The general tolerance of slavery amongst Christians did not prevent particular places and peoples from taking extra steps towards its suppression and prohibition. In England, for example, the slave trade was banned by the Christian Normans in 1102. Likewise slavery largely died out in Europe (especially in the North) by the later Middle Ages, though it did persist more strongly in areas which bordered on non-Christian lands (e.g. the South and East) because of its connection with the conquest of non-Christian peoples. The Roman papacy, for its part, restated on numerous occasions its prohibition on the enslavement of Christians in most circumstances, and in some circumstances of non-Christians as well. Its record was far from unblemished, however, and it sanctioned the enslavement of Africans by the Portuguese and Native Americans by the Spanish at the start of the terrible Atlantic slave trade.
It is worth noting that these negative evaluations of slavery precisely pick up on the themes and texts that I have cited above.
Myles points out that there are parallels to Paul’s language of slavery elsewhere in the ancient world; a good example is Seneca’s letter to Lucilius, Letter 47, in which he questions the dehumanisation of slaves:
1. I am glad to learn, through those who come from you, that you live on friendly terms with your slaves. This befits a sensible and well-educated man like yourself. “They are slaves,” people declare. Nay, rather they are men. “Slaves!” No, comrades. “Slaves!” No, they are unpretentious friends. “Slaves!” No, they are our fellow-slaves, if one reflects that Fortune has equal rights over slaves and free men alike…
17. “He is a slave.” His soul, however, may be that of a freeman. “He is a slave.” But shall that stand in his way? Show me a man who is not a slave; one is a slave to lust, another to greed, another to ambition, and all men are slaves to fear. I will name you an ex-consul who is slave to an old hag, a millionaire who is slave to a serving-maid; I will show you youths of the noblest birth in serfdom to pantomime players! No servitude is more disgraceful than that which is self-imposed.
Seneca is an almost exact contemporary of Paul, and is a Stoic philosopher; there have regularly been comparisons between Stoicism and Christian belief. It is also interesting that Seneca appeals in his comments to the universalist of the way Fortune treats people, and the common humanity that slaves and masters share—yet, again, he is not making the case for manumission.
Does this demonstrate that the NT was simply happy to allow slavery to continue, and accepted slavery without question? This is hardly the case; Paul’s most radical statement, such as Gal 3.28, reveal a much more fundamental conviction about the eschatological destiny of humanity as equal in the eyes of God, a destiny which would one day be realised. But the actual ethical texts we have show Paul wrestling with the tension between that ultimate goal, and the reality of the present social situation.

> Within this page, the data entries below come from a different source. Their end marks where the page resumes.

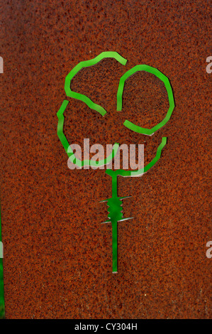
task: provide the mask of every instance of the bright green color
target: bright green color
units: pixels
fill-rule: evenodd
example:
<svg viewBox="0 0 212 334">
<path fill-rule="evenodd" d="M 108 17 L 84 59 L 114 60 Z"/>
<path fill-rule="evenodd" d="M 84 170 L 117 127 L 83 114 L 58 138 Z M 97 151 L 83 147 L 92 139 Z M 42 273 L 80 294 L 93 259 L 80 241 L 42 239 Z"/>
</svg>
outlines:
<svg viewBox="0 0 212 334">
<path fill-rule="evenodd" d="M 96 112 L 99 112 L 102 116 L 106 114 L 106 111 L 102 107 L 99 106 L 99 104 L 96 104 L 94 103 L 89 97 L 86 95 L 83 95 L 82 94 L 77 93 L 75 92 L 72 92 L 71 90 L 71 81 L 78 73 L 80 70 L 84 68 L 89 68 L 90 66 L 93 66 L 94 65 L 97 64 L 97 63 L 100 62 L 104 58 L 115 58 L 117 61 L 121 63 L 122 65 L 125 65 L 127 63 L 127 60 L 121 57 L 117 52 L 102 52 L 100 55 L 97 55 L 94 59 L 91 59 L 90 60 L 82 61 L 79 63 L 67 75 L 65 78 L 65 91 L 66 92 L 67 96 L 69 97 L 73 97 L 74 99 L 79 99 L 80 101 L 84 102 L 87 104 L 89 108 L 96 110 Z"/>
<path fill-rule="evenodd" d="M 111 169 L 106 169 L 106 173 L 110 175 L 112 177 L 112 198 L 109 198 L 108 202 L 108 218 L 109 220 L 104 222 L 111 222 L 112 225 L 112 248 L 113 248 L 113 273 L 116 273 L 118 271 L 118 237 L 117 230 L 118 222 L 126 220 L 130 218 L 123 218 L 123 213 L 121 207 L 121 200 L 125 198 L 118 197 L 117 195 L 117 177 L 121 176 L 140 176 L 143 173 L 149 171 L 154 165 L 158 161 L 161 157 L 161 153 L 162 149 L 164 147 L 167 143 L 167 138 L 163 137 L 162 142 L 159 145 L 157 153 L 155 158 L 150 162 L 145 167 L 140 168 L 138 171 L 124 171 L 123 169 L 117 169 L 116 171 L 112 171 Z M 106 202 L 104 200 L 103 202 Z"/>
<path fill-rule="evenodd" d="M 65 149 L 65 151 L 67 153 L 67 156 L 70 160 L 71 162 L 74 163 L 76 166 L 77 166 L 79 168 L 82 168 L 84 166 L 91 166 L 98 168 L 100 166 L 102 165 L 106 165 L 108 163 L 116 156 L 119 144 L 115 143 L 113 145 L 113 151 L 112 153 L 107 156 L 105 159 L 101 160 L 100 161 L 94 161 L 91 160 L 79 160 L 77 159 L 69 144 L 69 142 L 64 134 L 63 132 L 63 125 L 64 125 L 64 115 L 63 113 L 68 105 L 69 102 L 67 99 L 65 99 L 62 104 L 62 106 L 60 107 L 59 111 L 57 112 L 57 117 L 58 117 L 58 124 L 57 124 L 57 136 L 60 138 L 60 140 Z"/>
<path fill-rule="evenodd" d="M 151 136 L 154 134 L 154 132 L 159 130 L 159 129 L 162 128 L 162 126 L 164 126 L 164 125 L 165 125 L 169 120 L 174 108 L 174 99 L 173 92 L 171 84 L 167 77 L 166 77 L 163 73 L 157 70 L 157 68 L 152 68 L 152 66 L 148 66 L 147 65 L 137 65 L 134 68 L 131 68 L 131 70 L 127 71 L 120 79 L 117 92 L 117 111 L 121 111 L 122 109 L 122 96 L 125 80 L 130 75 L 134 73 L 136 73 L 136 72 L 138 71 L 145 71 L 156 75 L 156 77 L 159 77 L 159 79 L 160 79 L 164 82 L 167 92 L 168 93 L 169 108 L 168 109 L 167 114 L 164 119 L 160 123 L 158 123 L 158 124 L 155 125 L 155 126 L 153 126 L 152 129 L 143 128 L 141 126 L 139 126 L 138 125 L 134 124 L 128 119 L 126 119 L 123 123 L 123 125 L 125 126 L 132 131 L 134 131 L 135 132 Z"/>
<path fill-rule="evenodd" d="M 0 242 L 1 239 L 1 208 L 0 208 Z M 4 275 L 3 275 L 3 259 L 0 258 L 0 319 L 5 317 L 4 298 Z"/>
</svg>

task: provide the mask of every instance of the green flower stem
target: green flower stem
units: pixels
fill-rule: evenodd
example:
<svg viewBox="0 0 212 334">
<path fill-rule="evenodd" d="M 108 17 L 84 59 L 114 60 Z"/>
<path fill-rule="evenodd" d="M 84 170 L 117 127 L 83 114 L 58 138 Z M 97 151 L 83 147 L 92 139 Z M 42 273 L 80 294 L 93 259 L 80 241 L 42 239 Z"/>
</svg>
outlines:
<svg viewBox="0 0 212 334">
<path fill-rule="evenodd" d="M 0 207 L 0 242 L 1 242 L 1 207 Z M 3 258 L 0 258 L 0 319 L 5 317 L 4 298 Z"/>
</svg>

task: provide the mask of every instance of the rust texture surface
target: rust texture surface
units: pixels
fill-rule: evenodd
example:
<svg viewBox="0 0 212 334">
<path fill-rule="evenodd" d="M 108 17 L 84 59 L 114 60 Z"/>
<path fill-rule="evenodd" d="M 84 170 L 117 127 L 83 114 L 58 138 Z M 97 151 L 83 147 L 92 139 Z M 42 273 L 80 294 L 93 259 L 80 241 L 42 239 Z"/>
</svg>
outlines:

Either way we take this, there are texts in tension on the question of slavery—something that is not in any way mirrored in the texts on sexuality, which are consistent and unambiguous in their affirmation that marriage and sexual union is between one man and one woman. The nature of the texts, the later debates in the church, and the theological issues at stake are quite distinct one from another.